As expected, NTG reports marked progress for the first quarter, in which growth took place in all key figures.
Progress continues at listed freight forwarder Nordic Transport Group (NTG) in the first quarter – a result already hinted at when the company last week upgraded its full-year guidance.
Revenue grew by 41.4% compared to the same period last year and thus came to DKK 2.18bn (USD 309.2m). In last week’s upgrade, the top line for the quarter was expected to land at roughly DKK 2.2bn.
Of the 41.4% growth, 27.2% is organic growth, writes NTG in the quarterly report and points to lack of capacity and higher energy prices as the underlying factors.
The adjusted operating result increased by 57.3% compared to Q1 2021 and landed at DKK 159.5m.
The bottom line for the first quarter came to DKK 99.2m against DKK 66.6m in the same period last year.
Furthermore, the company’s conversion ratio, which shows the operating result’s share of the gross profit, increased to 37.3% from 32.2%.

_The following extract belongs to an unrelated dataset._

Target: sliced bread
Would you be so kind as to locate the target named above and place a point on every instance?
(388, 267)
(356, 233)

Momentum grew among uncertainty
Like with many other freight forwarders, earnings have benefited from the hectic conditions in the transportation sector.
The high demand for transport and a simultaneous lack of capacity have thus contributed positively to NTG’s business in Q1 but other uncertainty factors have also played a part.
”Implementation of the final phase of the EU Mobility Package and the war in Ukraine further added to uncertainties affecting global trade flows,” reads the financial report.
Like many other companies, NTG has handed off its Russian and Belarussian activities. The company’s business in Kazakhstan has been closed down as well. Overall, business in the three countries have represented a revenue of DKK 83m and DKK 3m in operating profit.
NTG maintains its Ukrainian business, which continues as an independent unit.
”The suspension of shipments to, from, and transiting Russian and Belarusian territory remains in force following the divestment, and NTG continues to do its utmost to support and alleviate adverse implications for all customers affected by the war and ensuing suspension of services,” says the management report.
Full-year expectations follow the upgrade announced last week.
Revenue is expected to land in the range of DKK 9.7-10.2bn, while the adjusted operating result for the whole year is expected to land at DKK 700-750m.